For a given gas at $1atm$pressure, we have temperature, ${{T}_{1}}={{127}^{o}}C$. Temperature should be written in Kelvin scale. We know that to convert Celsius into kelvin we have to add $273$to the given value.
Hence, ${{T}_{1}}={{127}^{o}}C+273=400K$.
For gas at $1atm$pressure we have rms velocity, ${{v}_{1}}=200m/s$.
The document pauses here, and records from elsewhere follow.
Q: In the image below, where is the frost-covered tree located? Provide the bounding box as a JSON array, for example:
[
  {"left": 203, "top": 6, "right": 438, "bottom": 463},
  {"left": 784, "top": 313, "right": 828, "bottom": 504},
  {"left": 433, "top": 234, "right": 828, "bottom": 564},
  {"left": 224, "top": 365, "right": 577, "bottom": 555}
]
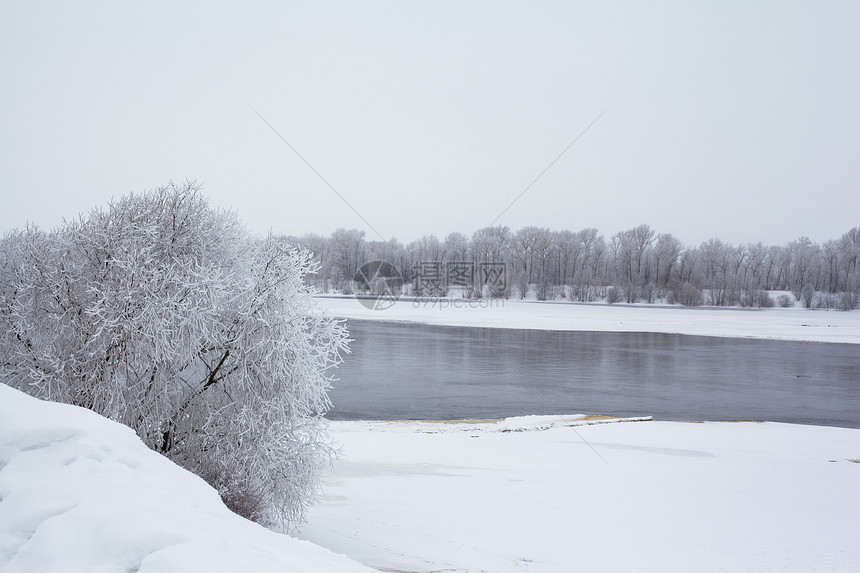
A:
[{"left": 0, "top": 184, "right": 347, "bottom": 527}]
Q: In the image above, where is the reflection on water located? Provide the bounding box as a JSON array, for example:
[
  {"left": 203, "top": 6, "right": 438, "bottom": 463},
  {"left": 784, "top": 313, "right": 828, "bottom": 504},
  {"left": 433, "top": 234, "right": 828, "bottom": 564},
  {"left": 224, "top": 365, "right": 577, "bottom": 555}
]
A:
[{"left": 329, "top": 320, "right": 860, "bottom": 428}]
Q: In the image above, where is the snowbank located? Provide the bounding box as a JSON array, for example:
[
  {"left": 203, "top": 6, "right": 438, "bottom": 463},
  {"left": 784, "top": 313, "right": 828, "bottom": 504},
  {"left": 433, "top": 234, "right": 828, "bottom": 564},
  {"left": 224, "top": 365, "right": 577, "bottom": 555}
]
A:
[
  {"left": 0, "top": 384, "right": 376, "bottom": 573},
  {"left": 315, "top": 296, "right": 860, "bottom": 344},
  {"left": 302, "top": 416, "right": 860, "bottom": 573}
]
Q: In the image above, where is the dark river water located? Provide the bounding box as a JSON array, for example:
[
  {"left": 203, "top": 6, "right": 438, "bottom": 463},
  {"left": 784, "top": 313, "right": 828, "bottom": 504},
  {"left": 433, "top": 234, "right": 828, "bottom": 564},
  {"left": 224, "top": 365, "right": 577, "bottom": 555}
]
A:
[{"left": 329, "top": 320, "right": 860, "bottom": 428}]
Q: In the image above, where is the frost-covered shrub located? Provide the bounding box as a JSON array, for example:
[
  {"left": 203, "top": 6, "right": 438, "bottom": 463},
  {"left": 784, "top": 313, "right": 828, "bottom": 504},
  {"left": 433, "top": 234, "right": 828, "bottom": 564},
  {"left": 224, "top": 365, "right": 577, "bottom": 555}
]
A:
[
  {"left": 0, "top": 184, "right": 347, "bottom": 526},
  {"left": 776, "top": 294, "right": 794, "bottom": 308},
  {"left": 738, "top": 289, "right": 774, "bottom": 308},
  {"left": 839, "top": 292, "right": 860, "bottom": 310},
  {"left": 677, "top": 283, "right": 704, "bottom": 306},
  {"left": 606, "top": 287, "right": 621, "bottom": 304}
]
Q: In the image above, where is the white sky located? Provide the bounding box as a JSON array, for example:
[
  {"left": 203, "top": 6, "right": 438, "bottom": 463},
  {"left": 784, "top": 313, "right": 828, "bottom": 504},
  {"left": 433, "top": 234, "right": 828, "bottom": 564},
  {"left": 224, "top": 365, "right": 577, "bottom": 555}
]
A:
[{"left": 0, "top": 0, "right": 860, "bottom": 244}]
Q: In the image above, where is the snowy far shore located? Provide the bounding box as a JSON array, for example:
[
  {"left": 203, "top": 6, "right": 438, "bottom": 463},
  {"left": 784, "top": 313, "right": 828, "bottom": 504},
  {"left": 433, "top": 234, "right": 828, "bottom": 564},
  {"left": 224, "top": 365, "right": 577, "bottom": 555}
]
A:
[{"left": 315, "top": 295, "right": 860, "bottom": 344}]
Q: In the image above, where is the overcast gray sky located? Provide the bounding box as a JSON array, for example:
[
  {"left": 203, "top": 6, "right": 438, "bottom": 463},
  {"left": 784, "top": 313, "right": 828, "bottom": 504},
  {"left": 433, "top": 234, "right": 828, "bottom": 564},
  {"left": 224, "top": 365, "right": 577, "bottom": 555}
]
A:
[{"left": 0, "top": 0, "right": 860, "bottom": 244}]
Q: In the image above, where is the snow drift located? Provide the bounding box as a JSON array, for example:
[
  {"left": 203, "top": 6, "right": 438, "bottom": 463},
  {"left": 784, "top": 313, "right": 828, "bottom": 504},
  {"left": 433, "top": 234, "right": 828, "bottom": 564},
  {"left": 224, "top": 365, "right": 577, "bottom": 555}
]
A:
[{"left": 0, "top": 384, "right": 370, "bottom": 573}]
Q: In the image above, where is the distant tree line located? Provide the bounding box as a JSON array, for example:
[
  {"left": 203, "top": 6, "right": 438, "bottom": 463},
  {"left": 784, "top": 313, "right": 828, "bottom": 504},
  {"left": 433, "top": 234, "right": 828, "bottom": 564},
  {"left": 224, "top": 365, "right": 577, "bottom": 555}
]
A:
[{"left": 286, "top": 225, "right": 860, "bottom": 310}]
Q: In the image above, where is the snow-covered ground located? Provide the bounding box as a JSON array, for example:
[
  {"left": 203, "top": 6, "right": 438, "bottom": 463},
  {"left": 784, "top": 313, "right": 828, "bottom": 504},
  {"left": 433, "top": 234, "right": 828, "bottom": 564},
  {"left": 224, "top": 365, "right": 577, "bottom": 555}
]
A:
[
  {"left": 315, "top": 296, "right": 860, "bottom": 344},
  {"left": 0, "top": 384, "right": 370, "bottom": 573},
  {"left": 0, "top": 385, "right": 860, "bottom": 573},
  {"left": 301, "top": 417, "right": 860, "bottom": 573}
]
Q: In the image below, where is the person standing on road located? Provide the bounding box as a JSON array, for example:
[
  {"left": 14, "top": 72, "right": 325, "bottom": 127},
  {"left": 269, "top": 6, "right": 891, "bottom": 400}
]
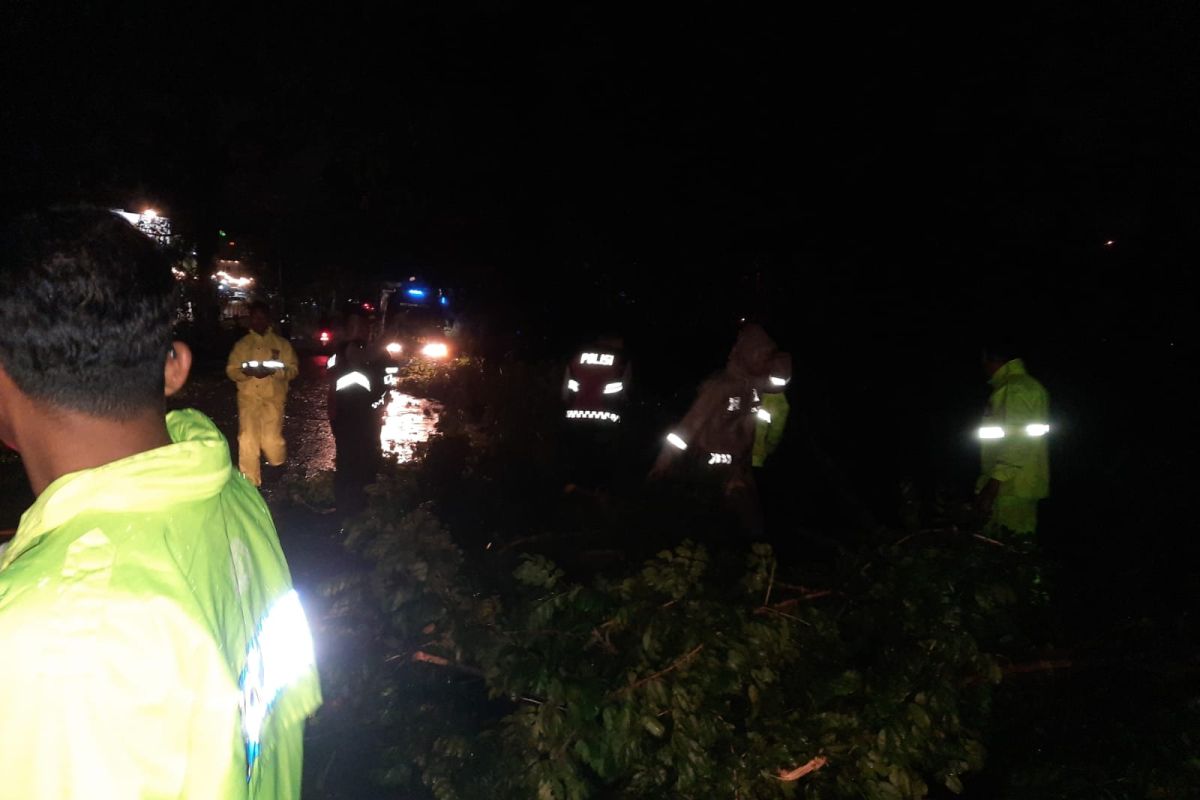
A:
[
  {"left": 974, "top": 347, "right": 1050, "bottom": 535},
  {"left": 328, "top": 313, "right": 388, "bottom": 515},
  {"left": 226, "top": 300, "right": 300, "bottom": 486},
  {"left": 650, "top": 323, "right": 778, "bottom": 536},
  {"left": 0, "top": 209, "right": 320, "bottom": 800}
]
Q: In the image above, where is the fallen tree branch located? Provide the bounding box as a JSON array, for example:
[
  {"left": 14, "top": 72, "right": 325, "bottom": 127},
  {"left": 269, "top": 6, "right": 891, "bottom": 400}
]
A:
[
  {"left": 613, "top": 644, "right": 704, "bottom": 697},
  {"left": 776, "top": 756, "right": 829, "bottom": 781},
  {"left": 398, "top": 650, "right": 484, "bottom": 678}
]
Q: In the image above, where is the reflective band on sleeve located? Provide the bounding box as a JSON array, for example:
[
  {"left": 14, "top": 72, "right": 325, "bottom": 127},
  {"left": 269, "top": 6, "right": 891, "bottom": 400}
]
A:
[
  {"left": 566, "top": 408, "right": 620, "bottom": 422},
  {"left": 334, "top": 372, "right": 371, "bottom": 392},
  {"left": 238, "top": 589, "right": 316, "bottom": 782}
]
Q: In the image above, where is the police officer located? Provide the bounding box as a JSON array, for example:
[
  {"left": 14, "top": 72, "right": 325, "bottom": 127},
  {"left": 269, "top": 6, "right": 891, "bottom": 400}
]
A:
[
  {"left": 328, "top": 313, "right": 388, "bottom": 515},
  {"left": 650, "top": 323, "right": 778, "bottom": 536}
]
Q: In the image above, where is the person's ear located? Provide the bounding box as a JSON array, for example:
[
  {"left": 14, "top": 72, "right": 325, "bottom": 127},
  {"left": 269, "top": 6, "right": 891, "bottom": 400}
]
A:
[{"left": 162, "top": 342, "right": 192, "bottom": 397}]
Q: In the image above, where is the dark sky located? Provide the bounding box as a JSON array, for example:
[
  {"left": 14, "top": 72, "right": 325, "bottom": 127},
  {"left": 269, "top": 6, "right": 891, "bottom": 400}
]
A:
[{"left": 0, "top": 2, "right": 1200, "bottom": 335}]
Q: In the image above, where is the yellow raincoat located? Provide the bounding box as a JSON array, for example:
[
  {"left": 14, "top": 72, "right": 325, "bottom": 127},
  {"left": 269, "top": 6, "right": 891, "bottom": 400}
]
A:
[
  {"left": 226, "top": 329, "right": 300, "bottom": 486},
  {"left": 976, "top": 359, "right": 1050, "bottom": 534}
]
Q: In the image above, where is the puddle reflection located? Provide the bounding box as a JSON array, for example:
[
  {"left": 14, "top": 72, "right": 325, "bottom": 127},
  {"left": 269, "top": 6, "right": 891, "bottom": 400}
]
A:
[{"left": 379, "top": 389, "right": 442, "bottom": 463}]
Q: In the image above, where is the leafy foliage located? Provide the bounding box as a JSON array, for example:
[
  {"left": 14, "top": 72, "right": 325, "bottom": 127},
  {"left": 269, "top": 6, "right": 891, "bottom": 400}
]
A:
[{"left": 302, "top": 359, "right": 1032, "bottom": 800}]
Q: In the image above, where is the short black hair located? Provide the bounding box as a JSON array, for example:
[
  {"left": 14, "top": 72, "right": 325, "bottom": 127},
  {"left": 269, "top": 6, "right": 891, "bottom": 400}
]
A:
[{"left": 0, "top": 207, "right": 176, "bottom": 419}]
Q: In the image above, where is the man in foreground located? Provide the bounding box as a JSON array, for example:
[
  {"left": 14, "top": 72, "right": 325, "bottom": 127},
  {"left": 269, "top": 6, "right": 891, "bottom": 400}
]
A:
[{"left": 0, "top": 210, "right": 320, "bottom": 800}]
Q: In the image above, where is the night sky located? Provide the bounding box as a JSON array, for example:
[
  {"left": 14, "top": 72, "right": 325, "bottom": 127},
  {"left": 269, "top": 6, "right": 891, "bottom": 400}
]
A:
[{"left": 0, "top": 2, "right": 1200, "bottom": 381}]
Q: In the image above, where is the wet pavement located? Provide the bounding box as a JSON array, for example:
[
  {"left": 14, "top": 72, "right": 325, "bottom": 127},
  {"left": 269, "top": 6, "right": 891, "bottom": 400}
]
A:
[{"left": 169, "top": 355, "right": 442, "bottom": 592}]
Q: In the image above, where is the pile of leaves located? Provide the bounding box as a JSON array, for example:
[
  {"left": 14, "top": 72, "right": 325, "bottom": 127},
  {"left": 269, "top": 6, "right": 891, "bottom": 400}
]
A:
[{"left": 314, "top": 498, "right": 1015, "bottom": 800}]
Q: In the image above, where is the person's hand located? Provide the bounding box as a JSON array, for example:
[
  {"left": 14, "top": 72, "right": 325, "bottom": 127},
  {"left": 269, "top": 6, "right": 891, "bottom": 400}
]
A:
[{"left": 973, "top": 479, "right": 1000, "bottom": 525}]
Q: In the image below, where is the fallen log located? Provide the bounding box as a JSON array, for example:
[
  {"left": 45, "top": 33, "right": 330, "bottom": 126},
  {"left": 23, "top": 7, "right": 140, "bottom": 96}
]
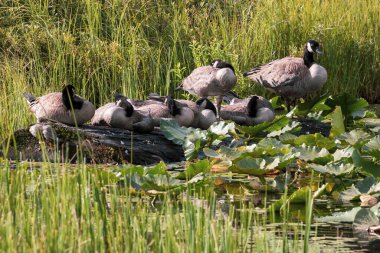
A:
[
  {"left": 4, "top": 123, "right": 184, "bottom": 165},
  {"left": 0, "top": 119, "right": 331, "bottom": 165}
]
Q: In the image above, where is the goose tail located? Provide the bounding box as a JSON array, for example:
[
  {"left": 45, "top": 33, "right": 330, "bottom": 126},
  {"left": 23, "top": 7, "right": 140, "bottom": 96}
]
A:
[
  {"left": 174, "top": 84, "right": 183, "bottom": 91},
  {"left": 243, "top": 65, "right": 262, "bottom": 77},
  {"left": 22, "top": 92, "right": 36, "bottom": 105}
]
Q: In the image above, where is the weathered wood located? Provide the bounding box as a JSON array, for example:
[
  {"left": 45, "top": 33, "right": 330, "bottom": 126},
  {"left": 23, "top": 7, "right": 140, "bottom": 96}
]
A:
[
  {"left": 4, "top": 119, "right": 331, "bottom": 165},
  {"left": 7, "top": 123, "right": 184, "bottom": 165}
]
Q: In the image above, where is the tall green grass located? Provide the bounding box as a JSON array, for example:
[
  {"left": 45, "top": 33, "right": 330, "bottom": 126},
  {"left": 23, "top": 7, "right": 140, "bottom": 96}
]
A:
[
  {"left": 0, "top": 0, "right": 380, "bottom": 139},
  {"left": 0, "top": 161, "right": 333, "bottom": 252}
]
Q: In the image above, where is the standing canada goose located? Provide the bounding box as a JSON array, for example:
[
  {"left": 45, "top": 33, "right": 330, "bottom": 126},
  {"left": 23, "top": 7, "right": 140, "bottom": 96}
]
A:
[
  {"left": 243, "top": 40, "right": 327, "bottom": 110},
  {"left": 138, "top": 96, "right": 194, "bottom": 127},
  {"left": 23, "top": 85, "right": 95, "bottom": 125},
  {"left": 176, "top": 59, "right": 237, "bottom": 117},
  {"left": 91, "top": 93, "right": 154, "bottom": 133},
  {"left": 149, "top": 94, "right": 217, "bottom": 130},
  {"left": 220, "top": 96, "right": 275, "bottom": 126}
]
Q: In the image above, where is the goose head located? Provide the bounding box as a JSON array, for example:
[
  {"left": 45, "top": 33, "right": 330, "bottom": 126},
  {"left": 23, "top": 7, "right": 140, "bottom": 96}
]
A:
[
  {"left": 165, "top": 96, "right": 194, "bottom": 127},
  {"left": 114, "top": 93, "right": 134, "bottom": 117},
  {"left": 247, "top": 96, "right": 259, "bottom": 118},
  {"left": 62, "top": 84, "right": 83, "bottom": 110},
  {"left": 223, "top": 90, "right": 242, "bottom": 105},
  {"left": 306, "top": 40, "right": 323, "bottom": 55},
  {"left": 210, "top": 59, "right": 235, "bottom": 73},
  {"left": 195, "top": 98, "right": 216, "bottom": 115},
  {"left": 195, "top": 98, "right": 217, "bottom": 129}
]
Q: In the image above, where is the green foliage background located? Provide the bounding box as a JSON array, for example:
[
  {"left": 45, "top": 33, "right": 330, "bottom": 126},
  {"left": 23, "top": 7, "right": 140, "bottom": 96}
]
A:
[{"left": 0, "top": 0, "right": 380, "bottom": 135}]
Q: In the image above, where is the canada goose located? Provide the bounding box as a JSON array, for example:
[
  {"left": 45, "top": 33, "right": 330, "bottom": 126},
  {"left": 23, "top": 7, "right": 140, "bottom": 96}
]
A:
[
  {"left": 91, "top": 94, "right": 154, "bottom": 132},
  {"left": 23, "top": 85, "right": 95, "bottom": 125},
  {"left": 138, "top": 96, "right": 194, "bottom": 127},
  {"left": 220, "top": 96, "right": 275, "bottom": 126},
  {"left": 176, "top": 59, "right": 237, "bottom": 117},
  {"left": 149, "top": 94, "right": 217, "bottom": 130},
  {"left": 243, "top": 40, "right": 327, "bottom": 110}
]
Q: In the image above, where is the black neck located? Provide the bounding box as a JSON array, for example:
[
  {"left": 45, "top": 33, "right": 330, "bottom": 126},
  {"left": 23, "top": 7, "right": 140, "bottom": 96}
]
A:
[
  {"left": 303, "top": 46, "right": 314, "bottom": 68},
  {"left": 124, "top": 101, "right": 135, "bottom": 117},
  {"left": 167, "top": 97, "right": 181, "bottom": 116},
  {"left": 205, "top": 99, "right": 216, "bottom": 115},
  {"left": 62, "top": 89, "right": 83, "bottom": 110},
  {"left": 247, "top": 96, "right": 258, "bottom": 118}
]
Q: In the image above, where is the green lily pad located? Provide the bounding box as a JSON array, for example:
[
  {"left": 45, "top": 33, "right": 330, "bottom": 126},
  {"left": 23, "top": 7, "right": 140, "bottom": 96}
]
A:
[
  {"left": 160, "top": 119, "right": 191, "bottom": 145},
  {"left": 308, "top": 163, "right": 355, "bottom": 176},
  {"left": 293, "top": 133, "right": 336, "bottom": 150},
  {"left": 352, "top": 150, "right": 380, "bottom": 179},
  {"left": 362, "top": 135, "right": 380, "bottom": 159},
  {"left": 293, "top": 144, "right": 334, "bottom": 164},
  {"left": 337, "top": 129, "right": 371, "bottom": 148},
  {"left": 330, "top": 106, "right": 345, "bottom": 138},
  {"left": 177, "top": 159, "right": 211, "bottom": 180},
  {"left": 230, "top": 158, "right": 273, "bottom": 176}
]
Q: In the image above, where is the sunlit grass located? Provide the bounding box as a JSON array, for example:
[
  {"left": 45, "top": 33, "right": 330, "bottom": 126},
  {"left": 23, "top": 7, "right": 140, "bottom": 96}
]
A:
[
  {"left": 0, "top": 0, "right": 380, "bottom": 139},
  {"left": 0, "top": 160, "right": 332, "bottom": 252}
]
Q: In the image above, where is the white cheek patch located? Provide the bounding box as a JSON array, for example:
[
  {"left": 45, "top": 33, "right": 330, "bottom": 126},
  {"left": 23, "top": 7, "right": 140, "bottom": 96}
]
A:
[
  {"left": 212, "top": 61, "right": 219, "bottom": 68},
  {"left": 307, "top": 42, "right": 314, "bottom": 53},
  {"left": 200, "top": 99, "right": 207, "bottom": 108}
]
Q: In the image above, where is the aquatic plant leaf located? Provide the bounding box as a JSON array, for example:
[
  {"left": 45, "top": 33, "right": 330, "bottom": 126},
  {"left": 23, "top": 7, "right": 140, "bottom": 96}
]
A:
[
  {"left": 325, "top": 93, "right": 368, "bottom": 119},
  {"left": 352, "top": 208, "right": 380, "bottom": 235},
  {"left": 116, "top": 165, "right": 144, "bottom": 176},
  {"left": 142, "top": 174, "right": 184, "bottom": 191},
  {"left": 269, "top": 186, "right": 310, "bottom": 211},
  {"left": 307, "top": 163, "right": 355, "bottom": 176},
  {"left": 295, "top": 96, "right": 332, "bottom": 116},
  {"left": 352, "top": 150, "right": 380, "bottom": 179},
  {"left": 362, "top": 135, "right": 380, "bottom": 159},
  {"left": 176, "top": 159, "right": 211, "bottom": 180},
  {"left": 293, "top": 133, "right": 336, "bottom": 150},
  {"left": 368, "top": 183, "right": 380, "bottom": 194},
  {"left": 332, "top": 147, "right": 354, "bottom": 162},
  {"left": 330, "top": 106, "right": 345, "bottom": 138},
  {"left": 203, "top": 146, "right": 242, "bottom": 160},
  {"left": 338, "top": 185, "right": 361, "bottom": 203},
  {"left": 355, "top": 177, "right": 380, "bottom": 193},
  {"left": 337, "top": 129, "right": 371, "bottom": 148},
  {"left": 267, "top": 121, "right": 301, "bottom": 137},
  {"left": 270, "top": 96, "right": 286, "bottom": 110},
  {"left": 160, "top": 119, "right": 191, "bottom": 145},
  {"left": 252, "top": 138, "right": 291, "bottom": 157},
  {"left": 182, "top": 129, "right": 208, "bottom": 160},
  {"left": 229, "top": 158, "right": 273, "bottom": 176},
  {"left": 236, "top": 115, "right": 290, "bottom": 136},
  {"left": 208, "top": 121, "right": 235, "bottom": 136},
  {"left": 315, "top": 207, "right": 362, "bottom": 222},
  {"left": 339, "top": 177, "right": 380, "bottom": 203},
  {"left": 144, "top": 161, "right": 167, "bottom": 175},
  {"left": 293, "top": 144, "right": 334, "bottom": 164}
]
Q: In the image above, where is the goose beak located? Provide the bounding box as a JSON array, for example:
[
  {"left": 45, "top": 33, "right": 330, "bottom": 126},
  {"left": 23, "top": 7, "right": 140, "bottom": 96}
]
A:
[{"left": 315, "top": 47, "right": 323, "bottom": 55}]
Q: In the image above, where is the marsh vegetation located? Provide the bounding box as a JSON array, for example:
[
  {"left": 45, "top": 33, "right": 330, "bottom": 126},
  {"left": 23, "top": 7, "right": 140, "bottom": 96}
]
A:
[{"left": 0, "top": 0, "right": 380, "bottom": 252}]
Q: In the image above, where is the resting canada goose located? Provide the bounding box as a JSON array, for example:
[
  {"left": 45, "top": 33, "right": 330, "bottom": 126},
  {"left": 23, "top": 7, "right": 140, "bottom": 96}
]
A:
[
  {"left": 243, "top": 40, "right": 327, "bottom": 110},
  {"left": 91, "top": 94, "right": 154, "bottom": 132},
  {"left": 220, "top": 96, "right": 275, "bottom": 126},
  {"left": 24, "top": 85, "right": 95, "bottom": 125},
  {"left": 149, "top": 94, "right": 216, "bottom": 130},
  {"left": 138, "top": 96, "right": 194, "bottom": 127},
  {"left": 177, "top": 59, "right": 237, "bottom": 118}
]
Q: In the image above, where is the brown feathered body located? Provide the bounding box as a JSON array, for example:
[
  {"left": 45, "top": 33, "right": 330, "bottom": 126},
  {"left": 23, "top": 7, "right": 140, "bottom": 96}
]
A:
[
  {"left": 245, "top": 57, "right": 327, "bottom": 98},
  {"left": 220, "top": 96, "right": 275, "bottom": 126},
  {"left": 91, "top": 102, "right": 154, "bottom": 132},
  {"left": 181, "top": 66, "right": 237, "bottom": 97},
  {"left": 27, "top": 92, "right": 95, "bottom": 125}
]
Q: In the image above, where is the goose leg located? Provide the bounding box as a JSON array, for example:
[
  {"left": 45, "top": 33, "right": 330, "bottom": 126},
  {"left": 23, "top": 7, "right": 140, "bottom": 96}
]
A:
[
  {"left": 216, "top": 96, "right": 223, "bottom": 121},
  {"left": 282, "top": 97, "right": 292, "bottom": 112}
]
${{v}_{1}}=\sqrt{\dfrac{3R{{T}_{1}}}{M}}$
$200=\sqrt{\dfrac{3\times 400R}{M}}$…………… $(i)$
Now, for the same gas at $2atm$ pressure, we have ${{T}_{2}}={{227}^{o}}C={{227}^{o}}C+273=500K$
$M$ will be the same. rms velocity, ${{v}_{2}}$will be calculated as follows:-
$\Rightarrow {{v}_{2}}=\sqrt{\dfrac{3R{{T}_{2}}}{M}}$
$\Rightarrow {{v}_{2}}=\sqrt{\dfrac{3\times 500R}{M}}$……………. $(ii)$
On dividing $(i)$ by $(ii)$ we get,
$\Rightarrow \dfrac{200}{{{v}_{2}}}=\dfrac{\sqrt{\dfrac{3\times 400R}{M}}}{\sqrt{\dfrac{3\times 500R}{M}}}$
On simplification we get,
$\Rightarrow \dfrac{200}{{{v}_{2}}}=\sqrt{\dfrac{400}{500}}$
$\Rightarrow {{v}_{2}}=200\sqrt{\dfrac{5}{4}}$
$\Rightarrow {{v}_{2}}=\dfrac{200}{2}\sqrt{5}$
$\Rightarrow {{v}_{2}}=100\sqrt{5}m/s$

So, the correct answer is “Option B”.

Note:
 It is very important for us to understand the basic difference between rms velocity and average velocity of the molecules of the gas. It should be noted that rms velocity of the molecules depends on molar mass \[(M)\] only when the gases are different during the process. When gas is the same during the process then molar mass $(M)$ is taken as constant.